There are obvious mutual benefits to both the employer and the freelancer. The employer does not have to shoulder the burden of benefit costs or head count in times of economic uncertainty. The freelancer often makes a higher hourly rate to compensate for the loss of benefits. Freelancers can choose when and where they work. And both parties can quickly choose to end contracts when they see fit.
Not Just Writers or Designers
Writers and designers are the most often contracted workers. But accountants and lawyers are freelancing as well, according to freelancing job site O Desk’s CEO Gary Swart:
“[Swart] sees demand for just about any job that can be done in front of a computer, including lawyers, accountants and strategic consultants. Online job marketplaces are a major disruptor in the world of work, says Swart, who estimates that by 2020, one in every three workers will be hired online.”

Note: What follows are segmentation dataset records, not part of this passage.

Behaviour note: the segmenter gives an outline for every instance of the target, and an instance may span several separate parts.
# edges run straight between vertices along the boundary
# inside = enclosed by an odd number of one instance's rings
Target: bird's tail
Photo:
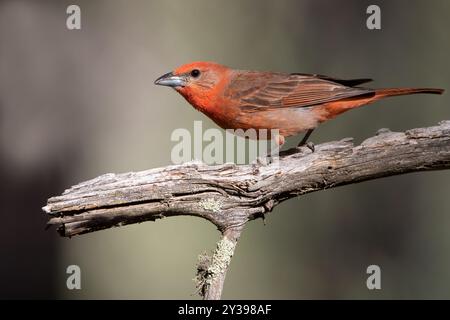
[[[392,96],[402,96],[407,94],[415,94],[415,93],[433,93],[433,94],[442,94],[444,89],[435,89],[435,88],[391,88],[391,89],[377,89],[375,91],[375,99],[380,99],[384,97],[392,97]]]
[[[325,104],[324,106],[326,113],[324,114],[323,119],[320,119],[320,121],[325,121],[334,118],[335,116],[343,112],[346,112],[350,109],[358,108],[386,97],[401,96],[415,93],[442,94],[443,92],[444,92],[443,89],[434,89],[434,88],[376,89],[375,92],[371,94],[333,101]]]

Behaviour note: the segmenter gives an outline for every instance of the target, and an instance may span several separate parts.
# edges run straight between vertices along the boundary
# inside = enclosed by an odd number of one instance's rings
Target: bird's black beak
[[[155,84],[172,88],[184,87],[186,85],[186,78],[183,76],[176,76],[172,72],[169,72],[156,79]]]

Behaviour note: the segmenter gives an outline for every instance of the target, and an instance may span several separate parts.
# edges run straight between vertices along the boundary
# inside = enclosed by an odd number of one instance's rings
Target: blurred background
[[[72,239],[44,231],[46,199],[107,172],[170,163],[176,128],[216,127],[156,87],[190,61],[371,77],[447,90],[378,102],[323,124],[316,144],[355,143],[450,119],[450,2],[0,1],[0,298],[198,299],[197,255],[219,233],[177,217]],[[66,8],[81,7],[81,30]],[[299,138],[292,138],[294,145]],[[414,173],[287,201],[248,224],[224,298],[450,299],[450,171]],[[82,289],[66,288],[79,265]],[[377,264],[382,289],[366,288]]]

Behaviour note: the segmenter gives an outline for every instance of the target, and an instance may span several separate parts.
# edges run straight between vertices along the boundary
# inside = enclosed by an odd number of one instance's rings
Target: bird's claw
[[[309,150],[311,150],[311,152],[316,151],[316,147],[314,146],[314,143],[311,141],[308,141],[307,143],[304,143],[304,144],[299,144],[297,146],[297,148],[302,148],[302,147],[307,147]]]

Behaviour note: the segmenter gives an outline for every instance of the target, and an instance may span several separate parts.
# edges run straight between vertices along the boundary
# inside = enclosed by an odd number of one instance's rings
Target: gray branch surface
[[[208,166],[189,162],[105,174],[48,199],[43,210],[65,237],[163,217],[190,215],[222,232],[212,257],[200,261],[197,287],[219,299],[228,264],[246,222],[305,193],[416,171],[450,168],[450,121],[391,132],[358,146],[352,139],[294,148],[270,164]]]
[[[48,199],[49,224],[70,237],[163,217],[205,218],[220,231],[263,217],[305,193],[402,173],[450,168],[450,121],[406,132],[381,129],[351,139],[291,149],[269,165],[188,162],[105,174]]]

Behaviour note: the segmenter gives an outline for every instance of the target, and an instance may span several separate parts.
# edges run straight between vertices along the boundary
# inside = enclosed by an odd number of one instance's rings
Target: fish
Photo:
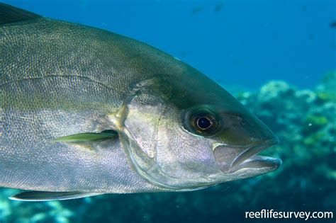
[[[219,84],[107,30],[0,4],[0,186],[10,199],[182,192],[271,172],[279,139]]]

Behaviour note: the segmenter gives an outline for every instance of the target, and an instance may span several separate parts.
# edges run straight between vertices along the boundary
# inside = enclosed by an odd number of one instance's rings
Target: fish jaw
[[[235,158],[228,163],[225,161],[225,154],[230,149],[224,144],[218,145],[213,149],[213,154],[218,166],[223,173],[235,174],[242,171],[253,173],[253,176],[267,173],[279,168],[281,165],[281,160],[266,156],[257,155],[258,153],[266,149],[279,144],[279,141],[275,136],[248,147],[241,151]]]

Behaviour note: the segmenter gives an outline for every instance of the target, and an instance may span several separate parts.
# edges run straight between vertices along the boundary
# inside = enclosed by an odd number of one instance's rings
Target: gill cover
[[[213,159],[211,142],[203,137],[195,140],[195,136],[181,127],[181,111],[154,92],[152,86],[157,84],[153,79],[138,84],[136,93],[125,105],[127,111],[119,135],[133,168],[162,188],[192,190],[209,186],[203,171],[218,171],[207,170],[216,166],[214,160],[208,163],[208,167],[204,165],[204,160]]]

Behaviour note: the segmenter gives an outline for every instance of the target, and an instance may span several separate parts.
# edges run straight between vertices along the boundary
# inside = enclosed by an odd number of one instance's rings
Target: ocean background
[[[157,47],[214,79],[280,139],[274,173],[206,190],[10,201],[0,222],[279,222],[245,212],[333,211],[336,218],[336,1],[1,0]],[[335,222],[286,219],[286,222]]]

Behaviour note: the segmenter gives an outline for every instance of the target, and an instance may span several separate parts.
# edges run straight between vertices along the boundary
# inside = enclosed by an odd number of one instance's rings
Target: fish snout
[[[254,139],[254,143],[247,147],[219,144],[213,147],[213,155],[217,165],[225,173],[231,173],[244,168],[269,168],[269,171],[281,164],[279,159],[257,155],[262,151],[279,144],[279,139],[271,132],[265,137]]]

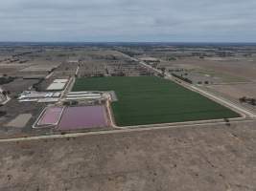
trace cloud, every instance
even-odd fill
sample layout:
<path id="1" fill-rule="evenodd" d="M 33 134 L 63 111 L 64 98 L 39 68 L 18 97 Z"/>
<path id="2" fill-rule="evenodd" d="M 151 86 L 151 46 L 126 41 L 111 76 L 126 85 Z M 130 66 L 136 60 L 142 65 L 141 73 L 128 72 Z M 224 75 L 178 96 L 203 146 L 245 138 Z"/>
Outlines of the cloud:
<path id="1" fill-rule="evenodd" d="M 256 41 L 255 0 L 9 0 L 0 41 Z"/>

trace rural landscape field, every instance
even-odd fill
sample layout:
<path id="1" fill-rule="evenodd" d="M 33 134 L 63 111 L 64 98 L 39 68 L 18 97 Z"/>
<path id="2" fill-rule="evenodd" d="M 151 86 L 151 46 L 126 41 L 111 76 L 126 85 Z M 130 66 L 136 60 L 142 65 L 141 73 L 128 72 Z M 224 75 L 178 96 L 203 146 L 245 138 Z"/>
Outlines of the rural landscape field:
<path id="1" fill-rule="evenodd" d="M 73 91 L 115 91 L 112 110 L 119 126 L 239 117 L 198 93 L 153 76 L 79 78 Z"/>

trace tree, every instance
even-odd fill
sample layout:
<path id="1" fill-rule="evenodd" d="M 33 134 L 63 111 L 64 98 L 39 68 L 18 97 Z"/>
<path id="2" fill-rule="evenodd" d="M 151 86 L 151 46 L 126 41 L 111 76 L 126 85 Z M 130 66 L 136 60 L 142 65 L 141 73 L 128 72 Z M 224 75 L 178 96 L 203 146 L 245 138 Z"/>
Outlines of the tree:
<path id="1" fill-rule="evenodd" d="M 246 101 L 246 96 L 242 96 L 242 97 L 240 97 L 240 98 L 239 98 L 239 101 L 240 101 L 241 103 L 244 103 L 244 102 Z"/>

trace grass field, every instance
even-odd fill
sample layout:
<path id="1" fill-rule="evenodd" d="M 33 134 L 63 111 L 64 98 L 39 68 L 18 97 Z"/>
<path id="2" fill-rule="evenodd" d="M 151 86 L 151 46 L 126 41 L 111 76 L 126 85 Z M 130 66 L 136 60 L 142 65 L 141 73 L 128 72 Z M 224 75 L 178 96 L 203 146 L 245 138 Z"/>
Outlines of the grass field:
<path id="1" fill-rule="evenodd" d="M 78 78 L 73 91 L 115 91 L 119 126 L 237 117 L 235 112 L 172 82 L 152 77 Z"/>

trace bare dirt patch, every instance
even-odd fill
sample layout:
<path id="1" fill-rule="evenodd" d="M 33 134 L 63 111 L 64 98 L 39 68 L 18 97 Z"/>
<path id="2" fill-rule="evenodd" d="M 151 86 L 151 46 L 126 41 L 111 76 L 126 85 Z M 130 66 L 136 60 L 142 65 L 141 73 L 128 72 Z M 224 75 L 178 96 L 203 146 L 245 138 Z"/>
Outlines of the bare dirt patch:
<path id="1" fill-rule="evenodd" d="M 217 92 L 227 95 L 233 98 L 240 98 L 243 96 L 256 97 L 256 84 L 230 84 L 230 85 L 211 85 L 208 88 Z"/>
<path id="2" fill-rule="evenodd" d="M 0 145 L 0 190 L 255 190 L 255 122 Z"/>

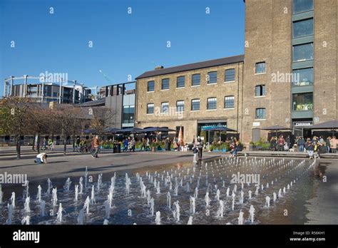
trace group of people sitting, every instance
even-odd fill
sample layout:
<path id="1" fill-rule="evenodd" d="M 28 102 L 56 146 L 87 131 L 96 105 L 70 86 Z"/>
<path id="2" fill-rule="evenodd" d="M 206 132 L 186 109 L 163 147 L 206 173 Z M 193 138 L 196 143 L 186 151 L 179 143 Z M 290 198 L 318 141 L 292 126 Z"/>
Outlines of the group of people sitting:
<path id="1" fill-rule="evenodd" d="M 291 145 L 290 136 L 285 140 L 283 135 L 279 138 L 272 137 L 270 140 L 270 149 L 277 151 L 306 152 L 310 159 L 314 158 L 314 153 L 317 153 L 317 157 L 320 158 L 320 155 L 326 153 L 336 153 L 338 140 L 336 137 L 328 137 L 326 140 L 322 136 L 314 136 L 312 139 L 307 138 L 306 140 L 303 137 L 297 137 L 295 143 Z"/>

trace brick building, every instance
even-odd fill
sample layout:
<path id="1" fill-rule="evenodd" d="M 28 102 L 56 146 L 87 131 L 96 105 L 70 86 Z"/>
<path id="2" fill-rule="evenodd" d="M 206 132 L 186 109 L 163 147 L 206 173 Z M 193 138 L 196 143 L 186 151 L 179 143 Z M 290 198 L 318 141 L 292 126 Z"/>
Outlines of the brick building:
<path id="1" fill-rule="evenodd" d="M 337 118 L 338 1 L 244 2 L 245 56 L 140 75 L 138 127 L 182 125 L 190 142 L 208 126 L 226 125 L 247 144 L 267 140 L 262 128 L 280 125 L 310 137 L 309 125 Z"/>
<path id="2" fill-rule="evenodd" d="M 136 78 L 138 128 L 168 127 L 184 140 L 215 126 L 240 130 L 243 56 L 180 66 L 157 68 Z"/>
<path id="3" fill-rule="evenodd" d="M 245 1 L 244 140 L 266 139 L 260 128 L 276 124 L 309 137 L 309 125 L 337 119 L 337 7 Z"/>

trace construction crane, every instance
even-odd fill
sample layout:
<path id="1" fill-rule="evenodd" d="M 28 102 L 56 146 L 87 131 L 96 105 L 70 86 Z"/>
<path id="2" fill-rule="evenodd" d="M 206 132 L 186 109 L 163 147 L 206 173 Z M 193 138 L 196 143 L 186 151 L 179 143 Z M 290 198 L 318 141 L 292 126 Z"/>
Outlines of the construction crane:
<path id="1" fill-rule="evenodd" d="M 103 76 L 103 78 L 106 79 L 106 81 L 109 83 L 109 84 L 113 85 L 113 81 L 107 76 L 106 75 L 101 69 L 98 70 L 98 71 Z"/>

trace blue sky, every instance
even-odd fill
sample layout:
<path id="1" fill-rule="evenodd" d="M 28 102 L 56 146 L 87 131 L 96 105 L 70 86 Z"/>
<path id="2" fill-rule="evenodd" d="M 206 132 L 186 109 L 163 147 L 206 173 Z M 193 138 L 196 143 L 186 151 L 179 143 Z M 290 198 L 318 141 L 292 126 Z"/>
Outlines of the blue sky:
<path id="1" fill-rule="evenodd" d="M 94 87 L 109 84 L 100 69 L 126 82 L 244 51 L 242 0 L 0 0 L 0 18 L 1 96 L 12 75 L 63 73 Z"/>

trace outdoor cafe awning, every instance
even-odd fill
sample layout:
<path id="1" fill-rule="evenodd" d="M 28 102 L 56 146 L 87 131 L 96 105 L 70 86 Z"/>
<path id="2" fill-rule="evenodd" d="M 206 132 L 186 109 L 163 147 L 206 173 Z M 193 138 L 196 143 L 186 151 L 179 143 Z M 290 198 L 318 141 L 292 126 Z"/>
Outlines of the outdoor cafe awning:
<path id="1" fill-rule="evenodd" d="M 334 130 L 338 129 L 338 120 L 332 120 L 324 123 L 309 126 L 311 130 L 329 130 L 332 131 L 332 136 L 334 135 Z"/>
<path id="2" fill-rule="evenodd" d="M 208 130 L 208 131 L 215 131 L 215 132 L 237 132 L 237 130 L 225 127 L 215 127 Z"/>
<path id="3" fill-rule="evenodd" d="M 104 131 L 106 133 L 116 133 L 117 130 L 119 130 L 120 129 L 118 128 L 106 128 L 104 130 Z"/>
<path id="4" fill-rule="evenodd" d="M 129 128 L 125 129 L 118 129 L 115 131 L 116 133 L 142 133 L 143 130 L 138 128 Z"/>
<path id="5" fill-rule="evenodd" d="M 269 131 L 278 131 L 282 130 L 291 130 L 291 128 L 283 127 L 282 125 L 275 125 L 267 128 L 263 128 L 262 130 L 267 130 Z"/>
<path id="6" fill-rule="evenodd" d="M 142 130 L 142 133 L 158 133 L 158 132 L 176 132 L 176 130 L 173 129 L 167 128 L 160 128 L 160 127 L 145 128 Z"/>
<path id="7" fill-rule="evenodd" d="M 309 126 L 311 129 L 338 129 L 338 120 L 332 120 Z"/>

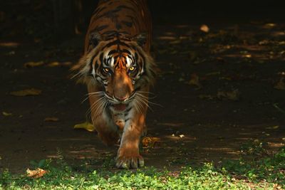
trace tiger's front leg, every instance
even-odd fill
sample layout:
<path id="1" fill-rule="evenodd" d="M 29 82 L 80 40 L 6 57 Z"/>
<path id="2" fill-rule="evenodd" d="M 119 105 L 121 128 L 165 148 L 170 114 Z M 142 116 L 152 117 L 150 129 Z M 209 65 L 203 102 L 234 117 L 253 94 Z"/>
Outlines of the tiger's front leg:
<path id="1" fill-rule="evenodd" d="M 99 137 L 107 145 L 116 144 L 119 139 L 118 129 L 110 117 L 110 113 L 105 108 L 104 95 L 98 88 L 88 85 L 89 102 L 91 119 Z"/>
<path id="2" fill-rule="evenodd" d="M 145 127 L 146 107 L 143 107 L 142 111 L 140 113 L 133 107 L 127 115 L 118 151 L 116 167 L 118 168 L 144 166 L 144 159 L 139 152 L 139 144 Z"/>

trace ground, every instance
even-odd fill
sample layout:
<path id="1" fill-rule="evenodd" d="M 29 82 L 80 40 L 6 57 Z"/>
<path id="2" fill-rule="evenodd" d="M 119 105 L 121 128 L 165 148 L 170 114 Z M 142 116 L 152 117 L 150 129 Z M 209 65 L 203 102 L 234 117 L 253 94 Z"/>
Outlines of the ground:
<path id="1" fill-rule="evenodd" d="M 238 159 L 242 147 L 262 143 L 270 154 L 284 145 L 285 23 L 197 23 L 154 26 L 160 71 L 147 137 L 160 140 L 142 149 L 146 166 L 218 164 Z M 69 72 L 84 35 L 48 43 L 6 36 L 0 41 L 0 170 L 24 173 L 31 160 L 58 157 L 94 169 L 112 162 L 118 146 L 73 129 L 88 117 L 86 87 Z M 11 94 L 31 88 L 41 93 Z"/>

The drive for content marketing, social media, and the increase in working in a “virtual” sense is opening up the number of options available for freelancers:
“During the past year, some of the categories in hottest demand were social media marketing, academic writing, research, design, data analysis, infographics, virtual assistants, translations, and IT.”
The Future of Work
Demographic shifts will be dramatic in coming years. Two large portions of the population, boomers and Generation Y, will cause the face of the workforce to change. Baby boomers are familiar with the traditional 9 – 5 and Generation Y came of age just after the tech boom and crash and then the financial crisis. Sandwiched between is the smaller Generation X, members of which are taking over as leaders and executives. Profound shifts in technology, the economy, and attitudes among younger generations are changing the way we view work. As more people seek some measure of freedom in their work lives and companies try to minimize cost or supplement work flow, the number of freelancers will continue to grow.